Defence Industry Minister Conroy told reporters in Canberra earlier this year that the government is also looking at arming the platform, exploring options to deploy smaller drones from the boats and to fit “armed packages to provide kinetic solutions,” per Australian Defence Magazine. That is a long way from a firm capability, and the boats are surveillance assets first. But the modular design leaves the door open.
The part that just got smarter
The endurance is solved. The next problem is people. Right now, running a fleet of these boats still takes operators watching screens, and 55 vessels is a lot of screens. So the newest piece of the story, announced on July 2, is a collaboration between Ocius and UNSW Canberra to build better autonomous control systems for the fleet.
The goal is to let one person manage several boats at once instead of one at a time. According to Defence Connect, the project is building what the team calls a “predict-then-optimise” model that uses AI to forecast how the boat will sail in given conditions and manages its power use to match. Ocius project investigator Nick Rozenauers framed it as a way to cut human oversight and let the Navy stretch a small crew across a bigger fleet.
It is the second research project between the two, following work on scaling up production. And it points at the real prize with any autonomous system: the platform is only cheap if you don’t need a room full of people to babysit it. Solve the boat, then solve the operator, and the whole thing starts to make sense at fleet scale.
Why this keeps happening in Australia
There is a pattern worth noticing here, and readers who followed the Ghost Shark drone submarine and the Ghost Bat combat drone already know the shape of it.
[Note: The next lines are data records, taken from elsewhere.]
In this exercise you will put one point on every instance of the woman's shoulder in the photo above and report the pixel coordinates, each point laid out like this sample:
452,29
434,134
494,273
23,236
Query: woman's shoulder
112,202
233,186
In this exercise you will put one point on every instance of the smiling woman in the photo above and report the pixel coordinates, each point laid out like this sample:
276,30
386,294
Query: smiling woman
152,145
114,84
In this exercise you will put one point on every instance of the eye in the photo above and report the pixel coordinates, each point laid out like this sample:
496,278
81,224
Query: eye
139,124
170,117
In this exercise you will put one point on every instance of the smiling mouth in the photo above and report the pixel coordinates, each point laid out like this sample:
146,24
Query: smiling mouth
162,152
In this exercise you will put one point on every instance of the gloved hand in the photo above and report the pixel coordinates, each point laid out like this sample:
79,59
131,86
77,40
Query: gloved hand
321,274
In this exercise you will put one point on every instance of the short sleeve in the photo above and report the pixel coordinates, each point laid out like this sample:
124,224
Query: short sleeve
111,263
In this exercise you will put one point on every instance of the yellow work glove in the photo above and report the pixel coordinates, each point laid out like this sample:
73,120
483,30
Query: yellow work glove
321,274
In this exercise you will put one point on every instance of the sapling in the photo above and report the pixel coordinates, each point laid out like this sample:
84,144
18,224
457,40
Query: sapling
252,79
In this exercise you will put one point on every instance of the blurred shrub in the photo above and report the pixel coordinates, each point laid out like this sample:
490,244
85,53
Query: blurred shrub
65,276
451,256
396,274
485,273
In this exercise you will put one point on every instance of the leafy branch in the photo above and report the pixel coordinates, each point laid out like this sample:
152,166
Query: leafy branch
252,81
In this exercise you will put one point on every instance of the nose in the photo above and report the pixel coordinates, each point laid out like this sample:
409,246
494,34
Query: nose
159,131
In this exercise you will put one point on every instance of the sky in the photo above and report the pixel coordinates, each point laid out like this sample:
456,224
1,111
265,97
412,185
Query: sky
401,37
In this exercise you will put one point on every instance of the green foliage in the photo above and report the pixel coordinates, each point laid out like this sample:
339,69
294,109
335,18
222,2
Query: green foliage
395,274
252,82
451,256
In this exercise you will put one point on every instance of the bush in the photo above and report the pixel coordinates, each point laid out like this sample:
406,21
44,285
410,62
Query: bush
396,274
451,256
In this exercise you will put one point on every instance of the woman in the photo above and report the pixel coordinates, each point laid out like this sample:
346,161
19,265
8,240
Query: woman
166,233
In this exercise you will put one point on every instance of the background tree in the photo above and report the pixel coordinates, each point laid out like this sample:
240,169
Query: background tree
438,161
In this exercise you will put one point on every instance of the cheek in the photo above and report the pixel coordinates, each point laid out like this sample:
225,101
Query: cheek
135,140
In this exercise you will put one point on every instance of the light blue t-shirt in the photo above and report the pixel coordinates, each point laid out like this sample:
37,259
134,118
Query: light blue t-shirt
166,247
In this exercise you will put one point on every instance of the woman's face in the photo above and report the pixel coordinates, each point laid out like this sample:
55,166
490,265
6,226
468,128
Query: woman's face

Australia keeps fielding autonomous military hardware fast and cheap while its expensive crewed programs slip further into the 2030s and 2040s. The Bluebottle is the surface-water version of the same instinct: build it like a product, get it in the water, iterate.
The Bluebottle isn’t the only weather-powered boat working the world’s oceans either. American firms like Saildrone and Ocean Aero build their own solar-and-wind-driven vessels, and the US Navy has been experimenting with uncrewed surface craft for years. What Australia has done is commit to the idea at fleet scale with a firm order and a factory, rather than a demonstration and a press release.
The nuclear submarines will matter enormously when they finally arrive, and nobody at Ocius is pretending a 24-foot sailboat replaces a Virginia-class boat. But there is something clarifying about a defense program where the cheapest, slowest-moving-looking piece is the one already out there doing the job, powered by the exact weather everyone else is trying to keep their boats out of. The frigates are still being argued over. The Bluebottles are on station.